One of the key levers of the new company is a focus on value-based care.
“What we believe is we need to go from healthcare to health, and the best way to deliver health is to have all the incentives aligned between the payer and provider and, most importantly, between the clinicians and the patient and the way to do that in the purest form is to have a fully capitated model,” Harrison said. “Watch us as we deploy value-based healthcare at scale and in a very new way.”
The evolution depends on digital transformation, the partners said. Digital is a tool, not the be-all and end-all.
“We want to use technology in the best interest of humanity and deliver it holistically and humanistically by great clinicians,” Harrison said.
He relayed that by next year, HATCo will be delivering value across its ecosystem of partners and will have a health system that is beginning to contribute to the community.
“Part of our message to entrepreneurs in this ecosystem is to come collaborate with us because it’s not just General Catalyst companies that are going to be part of helping to drive this transformation,” Taneja said. “We actually need everybody to be rowing in the same direction.”
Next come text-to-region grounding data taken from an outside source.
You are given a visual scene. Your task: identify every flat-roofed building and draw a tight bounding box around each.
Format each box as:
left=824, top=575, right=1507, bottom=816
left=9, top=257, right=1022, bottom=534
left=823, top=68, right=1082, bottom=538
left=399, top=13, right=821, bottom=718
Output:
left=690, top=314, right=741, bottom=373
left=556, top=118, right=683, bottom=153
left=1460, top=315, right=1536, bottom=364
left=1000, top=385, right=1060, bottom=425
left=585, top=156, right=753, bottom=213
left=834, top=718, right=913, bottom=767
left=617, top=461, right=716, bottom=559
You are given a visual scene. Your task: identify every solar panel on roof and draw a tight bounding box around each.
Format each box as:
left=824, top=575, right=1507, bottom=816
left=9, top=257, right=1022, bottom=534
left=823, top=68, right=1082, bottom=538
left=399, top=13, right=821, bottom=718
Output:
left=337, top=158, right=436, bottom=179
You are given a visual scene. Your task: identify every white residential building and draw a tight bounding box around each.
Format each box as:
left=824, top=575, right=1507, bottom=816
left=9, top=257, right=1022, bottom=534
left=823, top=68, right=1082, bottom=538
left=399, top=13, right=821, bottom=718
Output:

“I firmly believe that the model that we’re proposing, this value-based model where people get to spend their time in a meaningful fashion, taking care of patients for the right reason at the right time, I think that’s the people unlock for a much more sustainable health system going forward,” Harrison said.
“From a technology unlock perspective, we’re all in some ways very fortunate with this whole advancement in generative AI if you think about what that technology is capable of,” Taneja said. “Our belief is that if we can create augmentation of the healthcare workforce because it’s all heavily burned out and we’re very short-staffed in the industry, we can deeply transform how we deliver care.”